At first, I was caught up in all the reasons not to go. Santa Teresa is hard to get to, requiring a prop plane out of the main airport once I land in the country. That’s a total of four plane tickets, meaning a lot of money would have to leave my bank account without knowing when it’ll go back in. The most responsible way through this would be to pinch pennies and keep my head down in the job search, lest there be a gap in my resume that may deter recruiters. But, it was a free place to stay, a chance to go somewhere I’d never been, and an excuse to be somewhere tropical during a New York City winter. An opportunity had presented itself, and all I had to do was say yes. With a touch of guilt, I booked my flights and a few weeks later, headed to JFK at the crack of dawn, ready to use my passport for the first time in years.

It happened gradually throughout that trip, without me noticing. Between slow mornings and waterfall adventures and dropping in on waves that were too big for me and easy laughs on quiet nights with new friends that fed my soul, I’d become acclimated to a new environment in which I very much belonged. It was an obvious divergence from the home I’d nestled into over the past few years. One built on checklists and productivity. Its bones were made up of accomplishments that I could prove on paper, its walls were thick with all the right people I’d impressed. And in it, I was always increasing my skillset and working well under pressure and going above and beyond on everything, always. It wasn't until I stepped outside that I realized I had forgotten to carve out any windows.
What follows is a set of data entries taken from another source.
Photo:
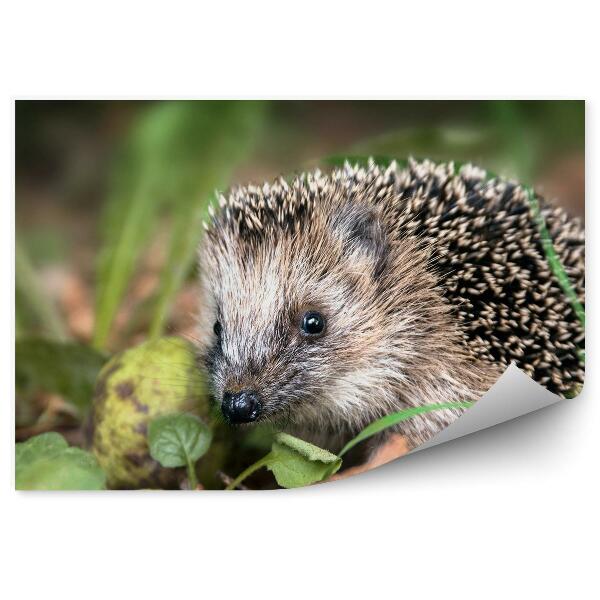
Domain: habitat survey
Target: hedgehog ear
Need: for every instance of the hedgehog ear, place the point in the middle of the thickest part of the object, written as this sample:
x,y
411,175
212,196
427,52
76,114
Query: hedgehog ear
x,y
362,232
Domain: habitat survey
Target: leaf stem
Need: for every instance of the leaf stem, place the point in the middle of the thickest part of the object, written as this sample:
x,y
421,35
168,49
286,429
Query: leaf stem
x,y
263,462
27,283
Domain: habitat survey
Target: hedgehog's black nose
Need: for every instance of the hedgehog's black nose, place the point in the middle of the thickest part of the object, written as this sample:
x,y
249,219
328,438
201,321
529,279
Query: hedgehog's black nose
x,y
241,407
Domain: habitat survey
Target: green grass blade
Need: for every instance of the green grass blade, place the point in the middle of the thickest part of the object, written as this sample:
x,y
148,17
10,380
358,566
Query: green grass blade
x,y
397,417
553,260
29,290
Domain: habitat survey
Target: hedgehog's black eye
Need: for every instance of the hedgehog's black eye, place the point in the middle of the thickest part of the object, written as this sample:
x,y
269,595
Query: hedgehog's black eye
x,y
313,323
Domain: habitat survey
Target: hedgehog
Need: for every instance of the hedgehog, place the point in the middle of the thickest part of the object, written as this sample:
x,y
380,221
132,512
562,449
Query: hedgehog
x,y
336,298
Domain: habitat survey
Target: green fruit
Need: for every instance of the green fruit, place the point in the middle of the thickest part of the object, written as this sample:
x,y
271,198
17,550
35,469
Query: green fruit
x,y
134,387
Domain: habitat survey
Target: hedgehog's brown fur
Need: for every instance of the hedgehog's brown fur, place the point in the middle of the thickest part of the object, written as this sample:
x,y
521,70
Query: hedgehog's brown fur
x,y
432,281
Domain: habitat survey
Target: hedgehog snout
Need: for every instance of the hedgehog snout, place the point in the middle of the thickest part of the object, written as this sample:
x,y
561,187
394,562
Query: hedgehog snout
x,y
241,407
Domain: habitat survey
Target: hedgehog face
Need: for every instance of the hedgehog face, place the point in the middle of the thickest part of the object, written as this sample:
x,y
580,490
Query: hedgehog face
x,y
286,317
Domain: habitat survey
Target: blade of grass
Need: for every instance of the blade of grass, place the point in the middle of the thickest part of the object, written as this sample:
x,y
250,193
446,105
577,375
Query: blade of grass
x,y
397,417
553,261
29,291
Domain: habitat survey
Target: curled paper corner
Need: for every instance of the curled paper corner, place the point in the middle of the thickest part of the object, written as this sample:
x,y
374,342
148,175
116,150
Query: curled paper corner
x,y
513,395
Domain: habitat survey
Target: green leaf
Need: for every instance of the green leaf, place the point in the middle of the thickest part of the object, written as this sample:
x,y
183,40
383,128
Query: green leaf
x,y
46,462
178,440
176,153
294,463
397,417
67,369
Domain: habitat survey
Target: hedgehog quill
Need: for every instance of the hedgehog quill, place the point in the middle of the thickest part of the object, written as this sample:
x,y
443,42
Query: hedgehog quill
x,y
338,298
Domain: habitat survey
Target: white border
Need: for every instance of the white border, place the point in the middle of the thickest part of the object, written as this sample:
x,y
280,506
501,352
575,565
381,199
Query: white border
x,y
508,513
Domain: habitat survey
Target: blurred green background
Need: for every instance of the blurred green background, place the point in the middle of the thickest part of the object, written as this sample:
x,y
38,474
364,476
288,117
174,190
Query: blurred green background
x,y
110,194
This layoff showed me how badly I’d been cooped up. For the first time, maybe ever, I stopped worrying about how things would work out, I just knew they would. Because this structure of mine is strong, and even if it crumbles, there’s still a whole world of lives I could be living, places I could be seeing, people I could know. There are different roads to go down and different homes to be built on them. Before I left Costa Rica, I decided that I’d be going somewhere else, and soon. Unemployment could last for months or it could end in a few weeks. I didn’t know how much time it would take to land another job, but I did know that time would pass, regardless of what I did with it. The most responsible thing would be to make the most out of it while I still could.


The morning after I landed back in New York I searched, “places to travel and surf.” Australia and Bali were too far and I’ve already been there. I’d only seen one city in Costa Rica, but felt a pull towards something completely new. Nicaragua popped up and unlocked a vague memory of a late friend of mine spending time there before our senior year of high school. The more I dug into it the deeper I fell. They call it the land of lakes and volcanos and people say it’s home to some of the most beloved surf towns in the world. There are plenty of blogs written by female travelers describing successful solo trips full of life-changing experiences and hospitable locals. I let it be a fantasy as I mapped out a possible itinerary and looked into lodging and transportation options. Within 24 hours I decided it was possible, and within 48 my flights were booked.
Now, on my hands and knees on the side of the road, hungry, alone, and both overwhelmed and underwhelmed at the same time, I have no idea what the fuck I’m doing here.